May Day, 4th Grade Crossing, and Teaching Assistant Nostalgia


A fully dressed maypole is a stunning sight, even during rehearsals. It’s Friday, known around here as “May Day,” and the fourth grade has just completed their final dress rehearsal before this evening. 

I’m standing to the left of the field next to the 70 empty fold out chairs, getting a little sad all of a sudden. 

My nostalgia is hasty, a little too early, I’ve still got 2 weeks with the kiddos before they’re released to Summer, to their individual, eager anxieties for what comes next, to 5th grade prep, to family vacations, to the stilted, sleepy boredom that comes with summer vacation if you’re lucky.


I want to tell them that what they’re making right now is called a memory and that the rarest and sweetest ones come from childhood. I want to say: remember how the 9 am breeze feels on your ankles and how the blades of grass are jade-colored. 


Even more so, I want to tell them to remember how it feels to be watched, to be as loved as they are in this moment. Forgive me this sentimentality–you can’t spend 10 months with seventy 10-year-olds and not feel something. 
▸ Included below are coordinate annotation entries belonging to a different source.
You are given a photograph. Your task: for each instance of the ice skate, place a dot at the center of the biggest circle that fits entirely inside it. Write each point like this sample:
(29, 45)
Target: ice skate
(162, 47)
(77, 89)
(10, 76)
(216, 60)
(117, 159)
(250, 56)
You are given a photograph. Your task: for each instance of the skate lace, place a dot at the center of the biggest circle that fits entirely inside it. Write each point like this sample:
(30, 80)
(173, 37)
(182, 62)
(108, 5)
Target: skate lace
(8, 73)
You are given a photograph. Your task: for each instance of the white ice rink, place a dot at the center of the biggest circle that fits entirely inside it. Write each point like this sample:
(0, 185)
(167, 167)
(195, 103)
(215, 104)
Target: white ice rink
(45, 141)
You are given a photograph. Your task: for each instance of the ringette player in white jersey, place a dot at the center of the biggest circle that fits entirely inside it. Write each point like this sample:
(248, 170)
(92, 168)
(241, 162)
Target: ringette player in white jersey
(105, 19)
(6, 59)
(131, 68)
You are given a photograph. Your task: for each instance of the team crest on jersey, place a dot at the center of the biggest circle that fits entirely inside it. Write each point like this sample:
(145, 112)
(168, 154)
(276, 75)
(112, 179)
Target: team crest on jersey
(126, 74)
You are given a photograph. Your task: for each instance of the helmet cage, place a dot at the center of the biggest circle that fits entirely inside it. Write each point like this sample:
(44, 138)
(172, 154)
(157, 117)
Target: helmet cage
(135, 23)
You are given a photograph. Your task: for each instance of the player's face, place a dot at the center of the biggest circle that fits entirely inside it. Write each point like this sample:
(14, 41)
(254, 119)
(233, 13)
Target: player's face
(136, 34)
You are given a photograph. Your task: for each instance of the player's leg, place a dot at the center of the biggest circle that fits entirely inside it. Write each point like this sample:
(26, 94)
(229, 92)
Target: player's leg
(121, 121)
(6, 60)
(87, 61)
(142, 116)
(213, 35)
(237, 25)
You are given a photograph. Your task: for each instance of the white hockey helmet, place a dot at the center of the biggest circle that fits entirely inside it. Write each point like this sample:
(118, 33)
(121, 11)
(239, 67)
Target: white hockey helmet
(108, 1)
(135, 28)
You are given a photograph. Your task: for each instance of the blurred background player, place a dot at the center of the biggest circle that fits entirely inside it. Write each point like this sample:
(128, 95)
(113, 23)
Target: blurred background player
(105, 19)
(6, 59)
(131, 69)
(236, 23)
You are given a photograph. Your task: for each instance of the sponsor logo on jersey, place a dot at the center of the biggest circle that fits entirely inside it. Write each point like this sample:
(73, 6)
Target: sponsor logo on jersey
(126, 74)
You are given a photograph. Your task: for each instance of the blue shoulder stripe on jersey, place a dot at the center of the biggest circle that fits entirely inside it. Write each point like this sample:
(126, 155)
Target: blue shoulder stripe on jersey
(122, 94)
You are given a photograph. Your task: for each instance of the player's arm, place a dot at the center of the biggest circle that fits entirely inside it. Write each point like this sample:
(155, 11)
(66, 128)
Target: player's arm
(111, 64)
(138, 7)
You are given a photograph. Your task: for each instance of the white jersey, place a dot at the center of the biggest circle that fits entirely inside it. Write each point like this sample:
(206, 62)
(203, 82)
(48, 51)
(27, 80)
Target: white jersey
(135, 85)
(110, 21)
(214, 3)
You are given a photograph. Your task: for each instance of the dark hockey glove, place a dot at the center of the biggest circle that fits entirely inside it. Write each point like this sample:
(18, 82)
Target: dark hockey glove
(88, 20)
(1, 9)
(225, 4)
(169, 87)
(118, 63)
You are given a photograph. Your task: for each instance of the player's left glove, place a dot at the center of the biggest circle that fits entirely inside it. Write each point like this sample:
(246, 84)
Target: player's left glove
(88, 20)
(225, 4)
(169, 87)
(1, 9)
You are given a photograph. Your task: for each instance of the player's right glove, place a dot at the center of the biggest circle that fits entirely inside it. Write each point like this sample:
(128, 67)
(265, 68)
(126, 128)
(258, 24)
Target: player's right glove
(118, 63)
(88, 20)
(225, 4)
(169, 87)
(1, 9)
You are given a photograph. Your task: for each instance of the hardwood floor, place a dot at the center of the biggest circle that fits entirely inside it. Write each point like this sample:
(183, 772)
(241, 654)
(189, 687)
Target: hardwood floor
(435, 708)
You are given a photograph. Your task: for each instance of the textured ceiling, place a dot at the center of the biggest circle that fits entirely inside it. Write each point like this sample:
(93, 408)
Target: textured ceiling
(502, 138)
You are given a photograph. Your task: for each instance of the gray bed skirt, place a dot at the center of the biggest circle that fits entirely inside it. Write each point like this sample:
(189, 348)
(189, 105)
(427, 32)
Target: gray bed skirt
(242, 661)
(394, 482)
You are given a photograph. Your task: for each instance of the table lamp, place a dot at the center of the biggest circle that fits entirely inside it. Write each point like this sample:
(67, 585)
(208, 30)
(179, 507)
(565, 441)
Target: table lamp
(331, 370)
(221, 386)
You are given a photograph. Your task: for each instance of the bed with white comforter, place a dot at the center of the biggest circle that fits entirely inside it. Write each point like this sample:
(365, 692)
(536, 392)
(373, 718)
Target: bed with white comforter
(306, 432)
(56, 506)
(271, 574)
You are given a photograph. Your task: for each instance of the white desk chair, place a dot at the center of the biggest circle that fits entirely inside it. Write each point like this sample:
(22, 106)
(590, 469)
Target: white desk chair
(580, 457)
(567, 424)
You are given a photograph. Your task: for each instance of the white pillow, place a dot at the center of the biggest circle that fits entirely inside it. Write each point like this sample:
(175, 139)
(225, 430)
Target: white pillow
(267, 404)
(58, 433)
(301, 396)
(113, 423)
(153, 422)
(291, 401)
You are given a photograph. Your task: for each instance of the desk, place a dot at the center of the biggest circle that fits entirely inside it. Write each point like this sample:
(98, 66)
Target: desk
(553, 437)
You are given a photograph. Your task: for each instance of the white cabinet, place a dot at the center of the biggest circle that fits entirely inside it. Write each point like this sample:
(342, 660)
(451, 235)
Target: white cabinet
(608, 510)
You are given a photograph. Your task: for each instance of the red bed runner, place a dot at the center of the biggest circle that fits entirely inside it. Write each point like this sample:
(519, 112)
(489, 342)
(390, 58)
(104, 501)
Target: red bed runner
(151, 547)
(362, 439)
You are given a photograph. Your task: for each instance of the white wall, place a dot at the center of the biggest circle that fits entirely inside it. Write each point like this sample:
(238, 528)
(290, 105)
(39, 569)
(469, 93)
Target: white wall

May Day was blessed with ideal weather, balmy, dusk spring temperatures, and no major mishaps. 


The fourth graders were jangly with excitement and nerves. 


…and many extra Bobby pins for the girls’ flower headpieces were distributed liberally.    


At this age, remember, you are standing on the cusps of many changes. Physical, psychological, emotional, maybe familial, intellectual… not to mention hormonal.

It’s around this time a child gains a bigger sense of the scope of the monumental bigness of life, and that can be more than a little scary. It’s downright terrifying, actually.

When I get frustrated (and I have, many times) I have to remind myself of how brave they’re being. It helps with correcting my perspective and reactivates my empathy.


You’re old enough to have gotten a couple of scars on the outside as well as the inside but there is still innocence, a sweetness, to the way you pedestal your hopes and believe in the cores of goodness in everything, everyone.


It’s one week later…


…and we’ve just completed this year’s 4th Grade Crossing. After parent photos, we herd our students into classrooms and student bathrooms and even my office. They’ve shed their pristine whites for bikinis and bathing trunks.


Now, all five of us—Chandler Buggage, April Cosgrave, Anna Frame, Susan Pace, and myself—are standing outside and waving goodbye to them—sardined-in on the bus, grins cracking, sun-screened faces pressing against the school bus glass so that they look a little like cute ghost children. They’re being spirited away to a parent-sponsored pool party and to an afternoon already pregnant with their laughter.

Godspeed, kiddos. Please don’t drown.